Stichting Cassandra
- Formation: 2020
- Founder: Pieke Roelofs
- Founded at: Maastricht, Netherlands
- Type: Non Profit Organisation
- Legal status: Foundation
- Region served: Global
- Official language: English, Dutch, French, Norwegian, German
- Website: stichtingcassandra.nl

= Stichting Cassandra =

Dutch foundation

Stichting Cassandra is a Dutch foundation that defends the interests of victims of sexual and psychological violence. The foundation currently publishes its work in five languages.

==History==
Stichting Cassandra was founded in 2020 by whistleblower Pieke Roelofs as a result of her own experiences with abuse, the police, and the legal system. Roelofs stated that the systematic failure in sexual violence cases and failure of the government to protect victims "must stop", and that the Dutch government did "not only put victims in danger, but also society." The foundation has its registered office in Maastricht.

In March 2020, the foundation demonstrated at an International Women's Day March, raising attention for the fact that The Netherlands has not legally defined sex without consent as rape, urging minister of Justice Ferdinand Grapperhaus in De Limburger to “hurry up” with the proposed new rape laws.

In May 2020, masked activists of the foundation protested at Vrijthof in Maastricht using ultraviolet lights and neon balloons spelling 'Mask for Justice', raising awareness on the increase of domestic violence as a result of COVID-19 isolation.

In August 2020, the foundation responded to a Dutch government consultation about the proposed new sex crime laws in the Netherlands, warning about the low prosecution number of rapists in the country. The foundation also stated that in the first 3 quarters of 2019, only 37% of reports of rape to the police led to a criminal complaint. It was added that in October 2019, according to police sources, 945 rape cases had been pending for longer than six months, 90 of which for longer than two years.

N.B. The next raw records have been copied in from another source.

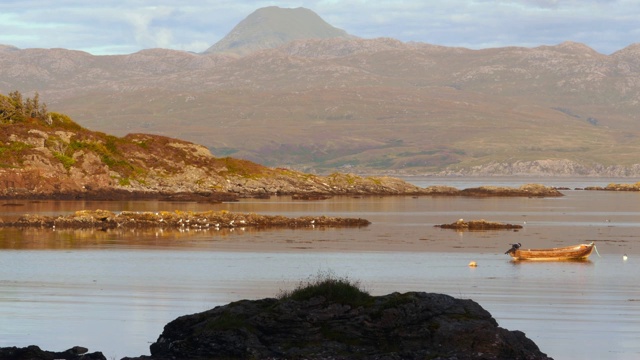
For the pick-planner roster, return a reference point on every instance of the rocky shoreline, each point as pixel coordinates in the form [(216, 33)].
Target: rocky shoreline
[(104, 219), (479, 225), (114, 194), (414, 325)]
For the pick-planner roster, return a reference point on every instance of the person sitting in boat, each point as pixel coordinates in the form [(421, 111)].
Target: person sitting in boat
[(514, 247)]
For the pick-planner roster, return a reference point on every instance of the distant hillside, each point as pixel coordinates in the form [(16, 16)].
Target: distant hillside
[(361, 105), (271, 27), (46, 154)]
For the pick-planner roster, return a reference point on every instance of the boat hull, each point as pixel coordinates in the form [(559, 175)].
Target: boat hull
[(575, 252)]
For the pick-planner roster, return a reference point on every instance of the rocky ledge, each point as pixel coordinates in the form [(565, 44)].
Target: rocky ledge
[(412, 325), (479, 225), (616, 187), (104, 219), (35, 353), (527, 190)]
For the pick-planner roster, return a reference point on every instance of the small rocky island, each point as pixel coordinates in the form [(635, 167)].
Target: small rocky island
[(479, 225), (104, 219), (332, 318)]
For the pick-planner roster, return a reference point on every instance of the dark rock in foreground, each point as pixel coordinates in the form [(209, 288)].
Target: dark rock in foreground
[(396, 326), (35, 353)]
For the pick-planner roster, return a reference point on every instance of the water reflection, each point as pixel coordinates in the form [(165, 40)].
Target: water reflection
[(114, 290)]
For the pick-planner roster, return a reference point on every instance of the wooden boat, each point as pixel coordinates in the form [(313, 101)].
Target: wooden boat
[(574, 252)]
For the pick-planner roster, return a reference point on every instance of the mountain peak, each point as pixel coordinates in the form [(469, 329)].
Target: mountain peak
[(271, 27)]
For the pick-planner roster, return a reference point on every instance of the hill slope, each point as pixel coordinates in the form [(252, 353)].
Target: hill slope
[(49, 155), (375, 105)]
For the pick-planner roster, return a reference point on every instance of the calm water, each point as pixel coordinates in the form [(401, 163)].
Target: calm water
[(114, 291)]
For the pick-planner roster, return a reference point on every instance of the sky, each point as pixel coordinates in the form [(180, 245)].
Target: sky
[(127, 26)]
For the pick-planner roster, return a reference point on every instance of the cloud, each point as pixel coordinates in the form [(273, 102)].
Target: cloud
[(125, 26)]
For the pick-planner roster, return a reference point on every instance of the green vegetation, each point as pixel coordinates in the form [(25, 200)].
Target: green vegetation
[(67, 161), (333, 288)]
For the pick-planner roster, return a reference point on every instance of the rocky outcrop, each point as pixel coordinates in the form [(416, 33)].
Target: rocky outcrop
[(616, 187), (479, 225), (35, 353), (527, 190), (412, 325), (546, 167), (213, 220)]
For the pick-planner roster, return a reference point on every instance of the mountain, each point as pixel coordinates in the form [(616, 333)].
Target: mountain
[(271, 27), (361, 105)]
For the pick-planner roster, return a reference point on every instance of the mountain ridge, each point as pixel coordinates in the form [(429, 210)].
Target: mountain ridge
[(361, 105), (272, 26)]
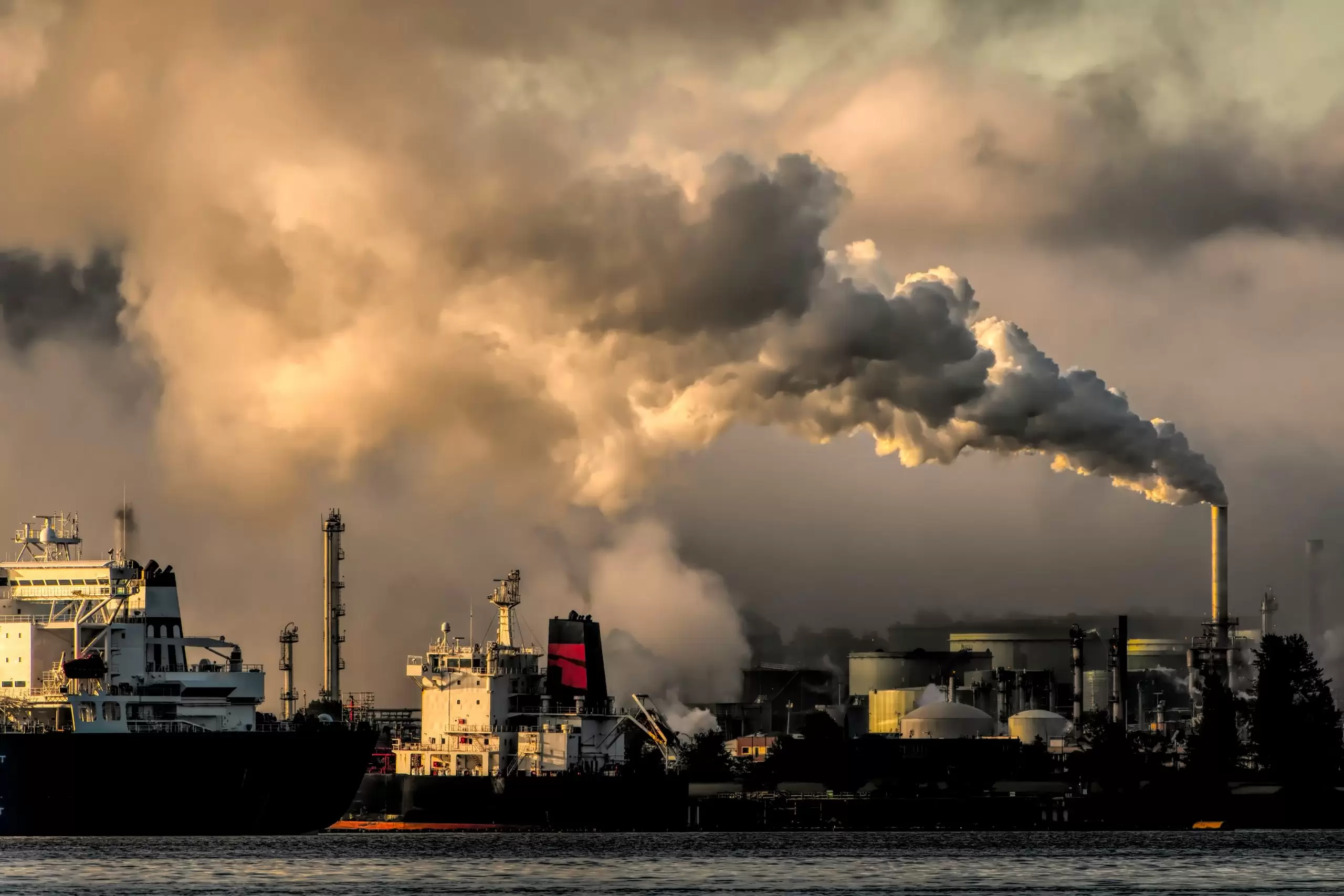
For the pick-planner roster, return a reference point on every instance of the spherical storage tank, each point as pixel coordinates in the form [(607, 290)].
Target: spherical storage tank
[(947, 721), (1038, 723)]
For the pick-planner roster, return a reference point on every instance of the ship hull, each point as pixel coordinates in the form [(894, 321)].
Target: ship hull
[(563, 803), (179, 784)]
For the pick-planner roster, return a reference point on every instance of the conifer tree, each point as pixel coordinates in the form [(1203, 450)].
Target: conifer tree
[(1295, 724), (1214, 750)]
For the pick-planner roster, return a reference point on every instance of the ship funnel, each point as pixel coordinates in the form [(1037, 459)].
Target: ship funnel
[(1315, 621)]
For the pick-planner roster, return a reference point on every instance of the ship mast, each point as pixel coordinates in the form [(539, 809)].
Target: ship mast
[(506, 598), (332, 606), (288, 696)]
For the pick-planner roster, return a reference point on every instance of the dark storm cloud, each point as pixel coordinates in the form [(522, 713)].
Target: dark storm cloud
[(58, 299), (1222, 175), (976, 20)]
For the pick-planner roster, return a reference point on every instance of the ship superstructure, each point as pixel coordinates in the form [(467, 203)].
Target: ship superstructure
[(99, 645), (487, 710)]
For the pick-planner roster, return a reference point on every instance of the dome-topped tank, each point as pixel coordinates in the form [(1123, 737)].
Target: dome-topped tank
[(947, 721), (1038, 723)]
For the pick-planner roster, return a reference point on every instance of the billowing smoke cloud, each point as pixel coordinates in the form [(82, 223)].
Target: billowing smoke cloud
[(668, 629), (58, 299), (506, 242)]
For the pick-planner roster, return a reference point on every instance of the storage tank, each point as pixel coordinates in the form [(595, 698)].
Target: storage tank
[(894, 669), (886, 708), (1038, 723), (947, 721)]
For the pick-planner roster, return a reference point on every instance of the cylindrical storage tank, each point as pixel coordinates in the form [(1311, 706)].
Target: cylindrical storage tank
[(1038, 723), (947, 721), (1019, 649)]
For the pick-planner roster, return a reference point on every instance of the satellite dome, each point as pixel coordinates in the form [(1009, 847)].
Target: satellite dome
[(947, 721)]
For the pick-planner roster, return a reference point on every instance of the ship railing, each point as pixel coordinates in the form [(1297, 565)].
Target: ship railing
[(174, 726), (32, 618)]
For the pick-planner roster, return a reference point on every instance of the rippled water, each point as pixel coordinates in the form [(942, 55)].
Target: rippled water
[(791, 863)]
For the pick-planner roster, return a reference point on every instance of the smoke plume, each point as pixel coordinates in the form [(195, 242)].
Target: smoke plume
[(323, 276)]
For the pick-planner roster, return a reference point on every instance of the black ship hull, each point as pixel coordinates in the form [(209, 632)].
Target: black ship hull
[(563, 803), (265, 782)]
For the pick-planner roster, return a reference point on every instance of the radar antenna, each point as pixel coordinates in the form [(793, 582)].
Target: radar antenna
[(56, 539)]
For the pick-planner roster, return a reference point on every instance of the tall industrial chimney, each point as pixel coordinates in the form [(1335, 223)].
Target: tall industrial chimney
[(1269, 606), (1122, 671), (124, 530), (1315, 616), (288, 696), (1220, 574), (332, 606)]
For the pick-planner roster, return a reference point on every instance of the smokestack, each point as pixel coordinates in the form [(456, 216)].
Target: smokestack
[(332, 606), (1218, 516), (124, 527), (288, 696), (1315, 618), (1113, 673)]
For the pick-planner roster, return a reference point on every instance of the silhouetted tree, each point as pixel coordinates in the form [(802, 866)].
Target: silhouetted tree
[(643, 758), (1295, 724), (1214, 750), (705, 758)]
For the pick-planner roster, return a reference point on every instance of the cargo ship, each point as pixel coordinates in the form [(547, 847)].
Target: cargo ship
[(506, 742), (114, 722)]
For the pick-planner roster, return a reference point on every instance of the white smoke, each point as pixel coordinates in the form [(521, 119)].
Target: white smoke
[(689, 722), (668, 630), (932, 693)]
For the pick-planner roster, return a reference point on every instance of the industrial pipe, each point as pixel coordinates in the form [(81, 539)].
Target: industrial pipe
[(1315, 621)]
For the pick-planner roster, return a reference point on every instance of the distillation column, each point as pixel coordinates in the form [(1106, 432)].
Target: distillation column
[(332, 606), (288, 696), (1218, 516), (1315, 617)]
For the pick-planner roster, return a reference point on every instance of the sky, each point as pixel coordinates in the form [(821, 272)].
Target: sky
[(804, 309)]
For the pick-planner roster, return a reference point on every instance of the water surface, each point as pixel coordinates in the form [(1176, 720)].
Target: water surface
[(689, 863)]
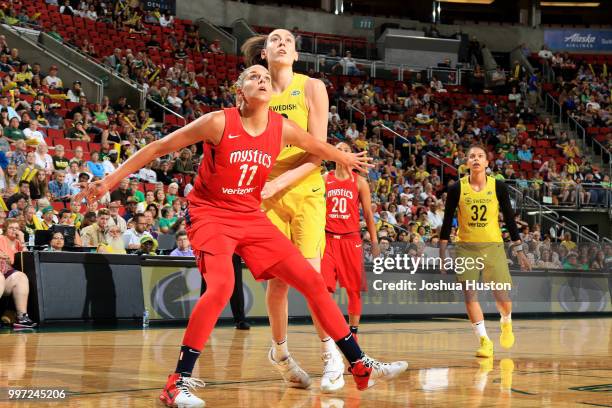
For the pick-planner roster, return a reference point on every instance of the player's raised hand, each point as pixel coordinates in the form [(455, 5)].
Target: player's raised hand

The foundation criticised the fact that since 2017 the maximum sentence of 12 years in prison had never been demanded in a rape case; the highest sentence imposed was 6 years, the lowest 21 days, and on average a rapist was jailed for a year and 5 months. The foundation highlighted that Meldpunt Kinderporno received approximately 300,000 reports of online child sexual abuse materials in 2019, which was 'an increase of 38 percent: the previous year, the number of reports increased by 45 percent'. Concerning consent, Stichting Cassandra stated that "what matters in abuse cases is whether facts and circumstances have made it impossible for the victim to freely determine their will", whether the perpetrator "abused this" or that the perpetrator even "deliberately created this situation". According to the foundation, "in an amendment to the law, the existence, abuse and/or deliberate influence of those power dynamics should be elaborated and put at the center of consideration". Stichting Cassandra criticised newly introduced terminology "sexual interaction against the will" by minister Ferdinand Grapperhaus in the proposed law reform, referring to it as an example of "contempt and disregard" towards victims and that the choice of words "shifts the focus of the offender on something that happens between the offender and the victim" as well as that the "reality of being abused" is no longer mentioned, stating the choice of words was "neutralizing" abuse and "secondarily traumatizing" for victims. The foundation said, among others, seeing the terminology "sexual interaction" above sex crime articles concerning abuse of children, made them 'gag'.